If there is whats the umbrella term it would come under, as ive been under the illusion that anomaly detection was it.
Could machine learning be used for pattern recognition(rather than pattern matching) at the packet payload level?
i think your intution to look at machine learning techniques is correct, or will turn out to be correct (One of the biggest problems for signature based intrusion detection systems is the inability to detect new or variant attacks.) The superior performance of ML techiques is in general due to the ability of these algorithms to generalize (a multiplicity of soft constraints rather than a few hard constraints). and to adapt (updates based on new training instances to frustrate simple countermeasures)--two attributes that i would imagine are crucial for identifying network attacks.
The theoretical promise aside, there are practical difficulties with applying ML techniques to problems like the one recited in the OP. By far the most significant is the difficultly in gathering data to train the classifier. In particular, reliably labeling data points as "intrusion" is probably not easy; likewise, my guess is that these instances are sparsely distributed in the raw data."
I suppose it's this limitation that has led to the increased interest (as evidenced at least by the published literature) in applying unsupervised ML techniques to problems like network intrusion detection.
Unsupervised techniques differ from supervised techniques in that the data is fed to the algorithms without a response variable (i.e., without the class labels). In these cases you are relying on the algorithm to discern structure in the data--i.e., some inherent ordering in the data into reasonably stable groups or clusters (possibly what you the OP had in mind by "variance." So with an unsupervised technique, there is no need to explicitly show the algorithm instances of each class, nor is it necessary to establish baseline measurements, etc.
The most frequently used unsupervised ML technique applied to problems of this type is probably the Kohonen Map (also sometimes called self-organizing map or SOM.)

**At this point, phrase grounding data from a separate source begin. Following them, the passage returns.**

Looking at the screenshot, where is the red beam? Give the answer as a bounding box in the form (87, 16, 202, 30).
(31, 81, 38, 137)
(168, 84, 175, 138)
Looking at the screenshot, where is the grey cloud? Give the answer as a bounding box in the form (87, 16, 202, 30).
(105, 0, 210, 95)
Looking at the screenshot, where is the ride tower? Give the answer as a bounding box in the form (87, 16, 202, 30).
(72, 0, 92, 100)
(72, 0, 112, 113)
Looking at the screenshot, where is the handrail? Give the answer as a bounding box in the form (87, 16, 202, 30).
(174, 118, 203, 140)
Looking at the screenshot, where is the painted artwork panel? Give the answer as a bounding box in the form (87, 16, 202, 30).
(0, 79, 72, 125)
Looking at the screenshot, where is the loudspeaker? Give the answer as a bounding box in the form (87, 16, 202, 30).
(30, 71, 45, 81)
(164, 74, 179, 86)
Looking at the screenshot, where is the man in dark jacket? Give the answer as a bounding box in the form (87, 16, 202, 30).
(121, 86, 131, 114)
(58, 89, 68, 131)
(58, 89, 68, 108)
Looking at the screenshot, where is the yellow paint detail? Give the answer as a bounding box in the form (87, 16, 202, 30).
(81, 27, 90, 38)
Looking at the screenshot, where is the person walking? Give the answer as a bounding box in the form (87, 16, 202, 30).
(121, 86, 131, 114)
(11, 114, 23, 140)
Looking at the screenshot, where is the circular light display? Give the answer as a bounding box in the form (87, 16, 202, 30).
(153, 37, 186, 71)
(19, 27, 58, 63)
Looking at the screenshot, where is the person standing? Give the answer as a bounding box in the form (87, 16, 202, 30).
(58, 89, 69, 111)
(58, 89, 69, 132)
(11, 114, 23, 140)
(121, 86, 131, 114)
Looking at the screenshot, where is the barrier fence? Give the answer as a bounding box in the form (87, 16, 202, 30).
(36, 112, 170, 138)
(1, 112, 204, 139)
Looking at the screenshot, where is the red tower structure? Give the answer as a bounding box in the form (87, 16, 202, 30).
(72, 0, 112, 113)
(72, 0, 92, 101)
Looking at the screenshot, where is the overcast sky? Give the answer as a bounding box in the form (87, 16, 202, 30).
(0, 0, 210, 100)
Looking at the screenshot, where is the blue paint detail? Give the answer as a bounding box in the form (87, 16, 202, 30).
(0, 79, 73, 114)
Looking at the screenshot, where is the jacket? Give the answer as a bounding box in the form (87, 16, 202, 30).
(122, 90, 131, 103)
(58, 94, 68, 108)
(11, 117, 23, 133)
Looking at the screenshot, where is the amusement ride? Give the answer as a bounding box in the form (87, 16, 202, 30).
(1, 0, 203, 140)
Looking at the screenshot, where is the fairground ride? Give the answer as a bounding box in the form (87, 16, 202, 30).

i use Kohonen Maps frequently, but so far not for this purpose. There are however, numerous published reports of their successful application in your domain of interest, e.g.,
Dynamic Intrusion Detection Using Self-Organizing Maps
Multiple Self-Organizing Maps for Intrusion Detection
I know MATLAB has at least one available implementation of Kohonen Map--the SOM Toolbox. The homepage for this Toolbox also contains a brief introduction to Kohonen Maps.